The Catalan government said police in the popular seaside resort of Cambrils, south of Barcelona, were responding to a second terrorist attack early Friday when they fatally shot five people near the town’s seaside boardwalk.
Spanish media reported that a car had plowed into a police vehicle and civilians in Cambrils, and that officers had shot the attackers, one of whom brandished a knife. Six people, including a police officer, were injured. The bomb squad detonated the bomb belts.
The Cambrils attack came hours after a white van veered onto Barcelona’s picturesque Las Ramblas promenade and mowed down pedestrians, zig-zagging down the strip packed with locals and tourists from around the world. Fourteen people were killed and 100 were injured, 15 of them seriously.
The authorities in Spain had said earlier that police were working on the theory that the Cambrils and Barcelona attacks were connected, as well as a Wednesday night explosion in the town of Alcanar in which one person was killed.
The Islamic State group claimed responsibility, saying in a statement on its Aamaq news agency that the attack was carried out by “soldiers of the Islamic State” in response to the extremist group’s calls for followers to target countries participating in the coalition trying to drive it from Syria and Iraq.
Two other suspects were arrested Thursday: one a Spanish national from Melilla, a Spanish-run Mediterranean seafront enclave in North Africa, and the other a Moroccan. Police declined to identify them. The arrests took place in the northern Catalan town of Ripoll and in Alcanar, where a gas explosion in a house is being investigated for a possible connection.
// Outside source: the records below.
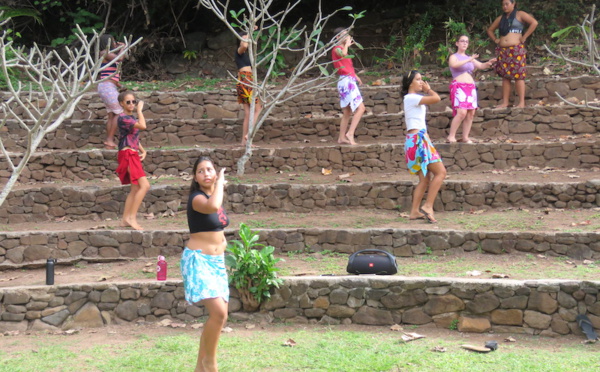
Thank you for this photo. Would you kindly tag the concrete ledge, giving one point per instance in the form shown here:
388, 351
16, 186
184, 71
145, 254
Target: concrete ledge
538, 307
27, 249
50, 202
163, 131
381, 157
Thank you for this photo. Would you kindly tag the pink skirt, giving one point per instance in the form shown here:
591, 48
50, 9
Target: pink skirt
463, 96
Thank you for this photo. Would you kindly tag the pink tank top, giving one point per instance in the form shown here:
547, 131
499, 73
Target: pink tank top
467, 67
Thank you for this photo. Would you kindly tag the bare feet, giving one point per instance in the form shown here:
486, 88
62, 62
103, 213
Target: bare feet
109, 145
131, 223
210, 365
428, 215
416, 216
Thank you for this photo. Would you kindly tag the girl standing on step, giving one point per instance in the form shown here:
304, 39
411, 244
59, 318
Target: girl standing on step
463, 92
108, 90
350, 98
510, 48
203, 259
244, 86
421, 157
130, 157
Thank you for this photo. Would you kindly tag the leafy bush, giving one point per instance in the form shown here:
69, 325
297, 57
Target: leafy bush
252, 271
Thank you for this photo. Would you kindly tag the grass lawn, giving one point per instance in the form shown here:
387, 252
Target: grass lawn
317, 348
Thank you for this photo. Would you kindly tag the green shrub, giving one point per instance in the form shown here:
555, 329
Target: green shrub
251, 271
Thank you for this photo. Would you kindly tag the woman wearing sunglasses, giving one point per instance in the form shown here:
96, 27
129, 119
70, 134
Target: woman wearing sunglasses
130, 157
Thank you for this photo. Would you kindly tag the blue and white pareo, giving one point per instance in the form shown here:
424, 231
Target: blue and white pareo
204, 276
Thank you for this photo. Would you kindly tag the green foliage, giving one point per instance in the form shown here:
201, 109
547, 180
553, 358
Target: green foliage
406, 50
190, 55
453, 325
89, 22
252, 271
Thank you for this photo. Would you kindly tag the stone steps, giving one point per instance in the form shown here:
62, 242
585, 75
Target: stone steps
29, 244
381, 156
164, 132
378, 99
47, 203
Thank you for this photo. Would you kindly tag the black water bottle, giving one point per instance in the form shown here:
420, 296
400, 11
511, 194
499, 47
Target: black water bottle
50, 271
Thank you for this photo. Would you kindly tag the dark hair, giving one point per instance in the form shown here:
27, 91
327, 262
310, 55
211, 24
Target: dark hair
195, 186
407, 79
122, 95
105, 41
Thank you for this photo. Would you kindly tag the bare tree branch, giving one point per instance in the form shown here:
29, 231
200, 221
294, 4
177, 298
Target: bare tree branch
48, 91
310, 45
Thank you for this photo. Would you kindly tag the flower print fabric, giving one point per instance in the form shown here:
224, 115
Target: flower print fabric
419, 152
511, 62
463, 96
204, 276
349, 92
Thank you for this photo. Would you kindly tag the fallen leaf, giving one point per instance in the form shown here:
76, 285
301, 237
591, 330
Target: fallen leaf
406, 337
289, 342
165, 322
396, 327
345, 175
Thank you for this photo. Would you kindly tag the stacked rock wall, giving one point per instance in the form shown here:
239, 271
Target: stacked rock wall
18, 250
534, 307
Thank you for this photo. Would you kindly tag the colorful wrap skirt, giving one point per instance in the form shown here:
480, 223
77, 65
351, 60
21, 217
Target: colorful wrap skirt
244, 86
109, 94
463, 96
204, 276
419, 152
511, 62
349, 92
130, 168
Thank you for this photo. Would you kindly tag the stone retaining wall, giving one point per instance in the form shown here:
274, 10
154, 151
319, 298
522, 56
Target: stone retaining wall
100, 165
31, 249
377, 99
544, 307
48, 203
162, 132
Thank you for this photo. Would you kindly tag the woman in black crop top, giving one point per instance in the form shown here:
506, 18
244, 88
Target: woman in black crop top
203, 260
510, 49
243, 87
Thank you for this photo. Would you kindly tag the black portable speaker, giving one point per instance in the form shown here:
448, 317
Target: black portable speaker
372, 261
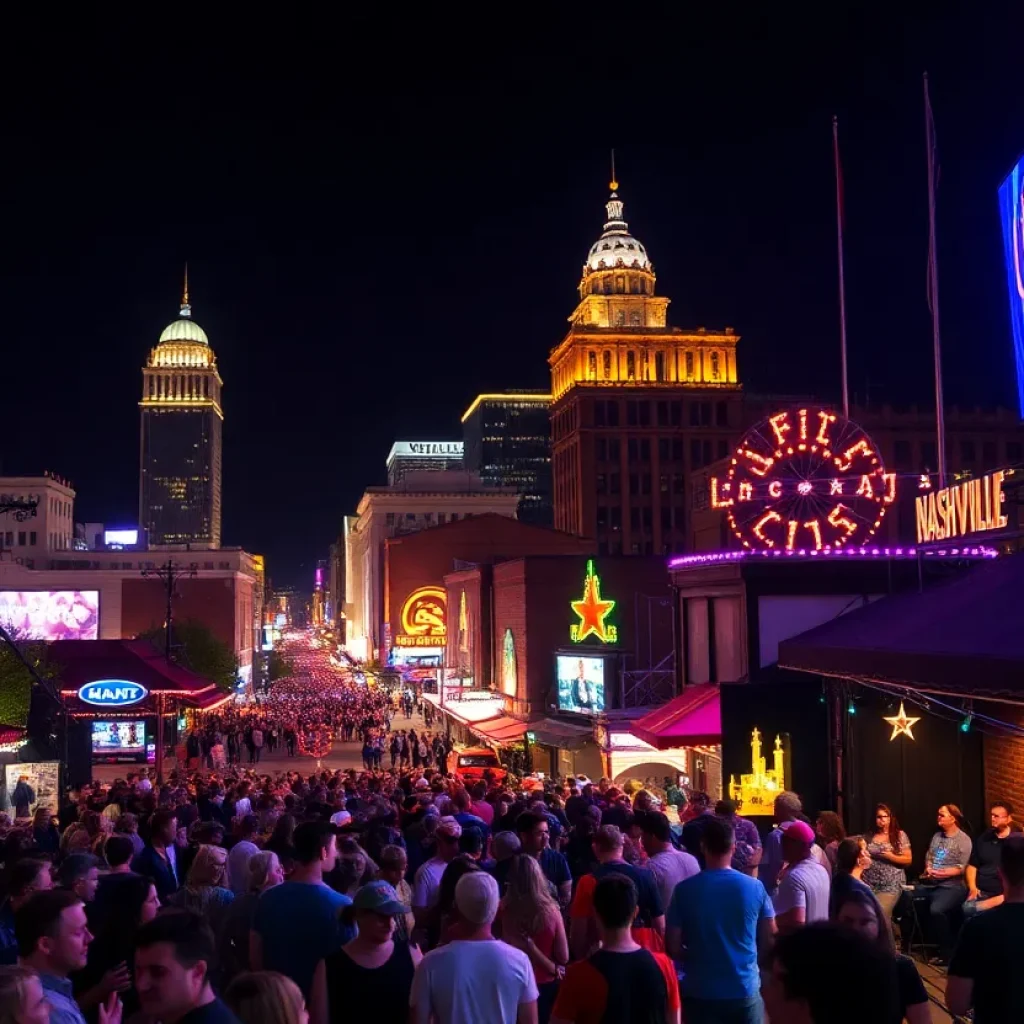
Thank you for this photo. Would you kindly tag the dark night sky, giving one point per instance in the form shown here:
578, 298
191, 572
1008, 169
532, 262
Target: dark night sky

Spanish public broadcaster RTVE and other news outlets named one of the detained as Driss Oukabir, a French citizen of Moroccan origin. RTVE reported said Oukabir went to police in Ripoll to report that his identity documents had been stolen. Various Spanish media said the IDs with his name were found in the attack van and that he claimed his brother might have stolen them.
Media outlets ran photographs of Oukabir they said police had issued to identify one of the suspects. The regional police told The Associated Press that they had not distributed the photograph. They refused to say if he was one of the two detained.
The Catalan regional government said people from 34 countries were among those killed and injured in Barcelona. Authorities said one of the dead was Belgian and an Australian was unaccounted for. France said 26 of its citizens were injured; others were from Australia, Greece, Hong Kong and Taiwan.
Spanish Prime Minister Mariano Rajoy called the killings a “savage terrorist attack” and said Spaniards “are not just united in mourning, but especially in the firm determination to beat those who want to rob us of our values and our way of life.”
This bloodshed was Spain’s deadliest attack since 2004, when al-Qaida-inspired bombers killed 192 people in co-ordinated assaults on Madrid’s commuter trains. In the years since, Spanish authorities have arrested nearly 200 jihadists. The only deadly attacks were bombings claimed by the Basque separatist group ETA that killed five people over the past decade but it declared a cease-fire in 2011.